SEIU Local 1021’s Robert Haaland says the City has a pattern of hiring way more managers than front line workers over the last decade.

“Over the last ten years, the City has hired managers to front line workers at a rate of ten to one, “says Robert Haaland, SEIU Local 1021’s political coordinator. “That means 1,000 managers to 100 front line workers. And fifty percent of these new management hires have occurred within the Newsom administration.

Haaland makes his argument using an analysis of full-time equivalent positions that the City has budgeted and funded over the last ten years, broken down. by union.

SEIU requested this analysis through the office of Board President Sup.
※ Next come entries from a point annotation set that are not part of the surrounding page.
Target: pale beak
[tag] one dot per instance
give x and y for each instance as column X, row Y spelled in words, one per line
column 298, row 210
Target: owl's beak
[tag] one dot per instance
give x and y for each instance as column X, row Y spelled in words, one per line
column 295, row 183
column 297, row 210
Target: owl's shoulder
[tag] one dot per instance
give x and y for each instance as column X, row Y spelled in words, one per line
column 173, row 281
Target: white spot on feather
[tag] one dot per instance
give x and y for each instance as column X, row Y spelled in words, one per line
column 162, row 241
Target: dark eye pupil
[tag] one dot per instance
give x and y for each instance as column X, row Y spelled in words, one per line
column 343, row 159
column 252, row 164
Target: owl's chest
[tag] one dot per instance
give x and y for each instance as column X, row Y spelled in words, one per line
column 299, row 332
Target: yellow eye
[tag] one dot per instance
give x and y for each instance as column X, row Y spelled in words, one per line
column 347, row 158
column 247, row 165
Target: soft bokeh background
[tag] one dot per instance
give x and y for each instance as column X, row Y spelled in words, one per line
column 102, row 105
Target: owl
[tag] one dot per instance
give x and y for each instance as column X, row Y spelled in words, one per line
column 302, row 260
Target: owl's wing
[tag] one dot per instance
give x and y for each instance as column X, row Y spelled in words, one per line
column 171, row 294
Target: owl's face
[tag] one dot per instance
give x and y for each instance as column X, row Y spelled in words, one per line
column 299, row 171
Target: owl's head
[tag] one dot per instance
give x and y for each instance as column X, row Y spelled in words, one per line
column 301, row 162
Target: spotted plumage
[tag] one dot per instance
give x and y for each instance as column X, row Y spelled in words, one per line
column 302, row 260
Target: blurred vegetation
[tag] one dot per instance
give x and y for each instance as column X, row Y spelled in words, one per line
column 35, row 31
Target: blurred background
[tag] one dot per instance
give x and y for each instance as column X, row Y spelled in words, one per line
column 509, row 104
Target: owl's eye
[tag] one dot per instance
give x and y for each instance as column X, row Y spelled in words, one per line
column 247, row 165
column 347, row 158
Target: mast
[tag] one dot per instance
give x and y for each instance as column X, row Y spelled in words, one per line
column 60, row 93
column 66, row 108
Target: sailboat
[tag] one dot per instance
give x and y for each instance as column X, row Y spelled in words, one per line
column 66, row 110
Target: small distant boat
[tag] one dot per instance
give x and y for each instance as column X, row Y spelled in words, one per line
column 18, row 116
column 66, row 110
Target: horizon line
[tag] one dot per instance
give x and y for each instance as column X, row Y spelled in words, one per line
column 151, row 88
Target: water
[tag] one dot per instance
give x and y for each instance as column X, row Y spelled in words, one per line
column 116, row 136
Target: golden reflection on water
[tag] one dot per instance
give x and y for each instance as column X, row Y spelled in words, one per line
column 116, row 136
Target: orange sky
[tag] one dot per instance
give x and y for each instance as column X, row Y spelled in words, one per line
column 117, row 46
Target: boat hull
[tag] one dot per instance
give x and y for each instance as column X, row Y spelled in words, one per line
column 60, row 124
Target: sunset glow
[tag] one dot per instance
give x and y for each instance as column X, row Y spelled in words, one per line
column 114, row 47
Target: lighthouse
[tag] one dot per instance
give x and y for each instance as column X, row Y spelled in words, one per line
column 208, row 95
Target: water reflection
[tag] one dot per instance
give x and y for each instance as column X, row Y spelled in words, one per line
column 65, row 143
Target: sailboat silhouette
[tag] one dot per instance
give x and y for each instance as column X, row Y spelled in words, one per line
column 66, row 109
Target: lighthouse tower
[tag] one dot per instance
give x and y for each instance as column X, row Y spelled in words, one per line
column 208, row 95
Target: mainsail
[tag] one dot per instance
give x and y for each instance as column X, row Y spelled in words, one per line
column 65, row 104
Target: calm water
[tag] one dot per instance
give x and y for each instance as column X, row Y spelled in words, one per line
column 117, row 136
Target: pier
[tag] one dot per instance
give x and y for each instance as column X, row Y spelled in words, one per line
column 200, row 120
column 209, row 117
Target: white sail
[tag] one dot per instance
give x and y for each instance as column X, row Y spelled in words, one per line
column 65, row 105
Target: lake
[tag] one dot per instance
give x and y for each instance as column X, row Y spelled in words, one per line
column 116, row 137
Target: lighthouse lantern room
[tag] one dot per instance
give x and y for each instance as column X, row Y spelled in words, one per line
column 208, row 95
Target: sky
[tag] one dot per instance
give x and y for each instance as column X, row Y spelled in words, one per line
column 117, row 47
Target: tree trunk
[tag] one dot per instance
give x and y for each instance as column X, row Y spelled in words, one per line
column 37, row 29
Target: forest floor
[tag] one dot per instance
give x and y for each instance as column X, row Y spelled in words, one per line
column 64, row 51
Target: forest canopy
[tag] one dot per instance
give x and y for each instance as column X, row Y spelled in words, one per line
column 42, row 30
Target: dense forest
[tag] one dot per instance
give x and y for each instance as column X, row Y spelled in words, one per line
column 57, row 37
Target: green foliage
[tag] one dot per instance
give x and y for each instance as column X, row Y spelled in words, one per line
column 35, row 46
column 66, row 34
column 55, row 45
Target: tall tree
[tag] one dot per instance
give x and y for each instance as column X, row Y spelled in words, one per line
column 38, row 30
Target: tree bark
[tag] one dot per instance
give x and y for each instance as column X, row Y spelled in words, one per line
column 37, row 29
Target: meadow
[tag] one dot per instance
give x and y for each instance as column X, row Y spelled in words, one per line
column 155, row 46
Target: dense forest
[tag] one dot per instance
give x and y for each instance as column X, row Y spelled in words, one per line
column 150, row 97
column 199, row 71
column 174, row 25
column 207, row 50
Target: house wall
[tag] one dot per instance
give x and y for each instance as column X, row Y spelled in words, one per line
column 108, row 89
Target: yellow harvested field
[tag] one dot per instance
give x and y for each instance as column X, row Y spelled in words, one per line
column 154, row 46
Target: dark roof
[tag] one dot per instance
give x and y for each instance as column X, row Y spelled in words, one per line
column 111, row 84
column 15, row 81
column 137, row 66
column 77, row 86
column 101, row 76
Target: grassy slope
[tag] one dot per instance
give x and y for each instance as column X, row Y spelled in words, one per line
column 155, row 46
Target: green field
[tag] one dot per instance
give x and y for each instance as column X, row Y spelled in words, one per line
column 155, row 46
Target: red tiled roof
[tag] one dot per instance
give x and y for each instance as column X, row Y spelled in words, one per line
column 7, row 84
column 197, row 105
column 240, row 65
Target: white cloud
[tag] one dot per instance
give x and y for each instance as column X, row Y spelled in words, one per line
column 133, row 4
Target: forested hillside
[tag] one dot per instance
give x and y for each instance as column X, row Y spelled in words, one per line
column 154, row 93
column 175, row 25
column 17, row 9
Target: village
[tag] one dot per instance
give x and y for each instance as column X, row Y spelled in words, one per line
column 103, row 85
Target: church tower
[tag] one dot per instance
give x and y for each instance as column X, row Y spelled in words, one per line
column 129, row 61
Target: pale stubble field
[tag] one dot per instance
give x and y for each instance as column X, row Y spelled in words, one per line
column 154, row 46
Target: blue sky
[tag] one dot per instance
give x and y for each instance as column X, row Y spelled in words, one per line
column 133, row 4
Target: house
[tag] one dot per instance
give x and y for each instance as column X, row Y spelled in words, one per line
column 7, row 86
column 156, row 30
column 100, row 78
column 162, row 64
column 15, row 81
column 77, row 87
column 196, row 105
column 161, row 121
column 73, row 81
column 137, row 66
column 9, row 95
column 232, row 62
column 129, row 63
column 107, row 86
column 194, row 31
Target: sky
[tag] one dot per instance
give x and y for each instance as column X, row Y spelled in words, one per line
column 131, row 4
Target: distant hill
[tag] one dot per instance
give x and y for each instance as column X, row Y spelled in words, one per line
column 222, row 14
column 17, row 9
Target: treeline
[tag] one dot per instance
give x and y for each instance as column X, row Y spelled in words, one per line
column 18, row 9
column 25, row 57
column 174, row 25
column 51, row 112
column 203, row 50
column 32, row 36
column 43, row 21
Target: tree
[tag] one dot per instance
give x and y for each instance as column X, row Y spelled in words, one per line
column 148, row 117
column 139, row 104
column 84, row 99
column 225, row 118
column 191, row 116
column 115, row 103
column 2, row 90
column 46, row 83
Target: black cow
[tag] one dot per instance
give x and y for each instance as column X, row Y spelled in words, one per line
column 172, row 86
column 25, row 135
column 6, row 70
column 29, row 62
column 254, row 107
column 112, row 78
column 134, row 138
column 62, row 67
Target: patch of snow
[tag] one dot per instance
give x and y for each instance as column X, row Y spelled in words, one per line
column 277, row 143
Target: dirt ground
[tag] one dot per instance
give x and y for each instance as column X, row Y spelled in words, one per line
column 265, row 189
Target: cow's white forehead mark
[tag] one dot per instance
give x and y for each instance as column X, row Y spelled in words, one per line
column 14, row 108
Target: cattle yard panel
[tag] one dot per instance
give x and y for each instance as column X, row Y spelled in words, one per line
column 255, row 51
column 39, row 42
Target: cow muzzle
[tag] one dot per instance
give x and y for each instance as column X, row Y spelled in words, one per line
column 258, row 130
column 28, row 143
Aaron Peskin.

These figures, Haaland observes, show that SEIU gained 113 new positions over the last decade, the Municipal Executives Association gained 334 positions, and Local 21, which represents professional and technical engineers, gained 781 positions.

“We’re not going after Local 21, or any union,” Haaland says. “We’re going after the City’s hiring practices, in which their priority is to hire executives and managers.”

Haaland’s explosive claims come as the City is going through one of the most painful budget hearings in memory, in an effort to reconcile a $338 million projected deficit--a deficit that Newsom's critics claim has been predominantly balanced on the backs of the poor.

Monique Zmuda, Deputy City Controller, confirmed that there are 53.95 FTE MEA positions budgeted for 2008-09, with many occurring in the Municipal Transportation Agency and at the airport.

“The Muncipal Executives Assocation is sort of the top management level of the City,” Zmuda told the Guardian.

She noted that when the Mayor recently talked about deleting management positions, “He was not talking about the unions, he was talking about managers generically.”

“We also have managers who are attorneys, police, firefighters and physicians, and of we are looking at hiring increases over time, most are in police, nurses and sheriffs," she said.

Says Haaland, “We’re not haggling over positions, we’re haggling over an institutional priority in every City department of hiring managers over workers.”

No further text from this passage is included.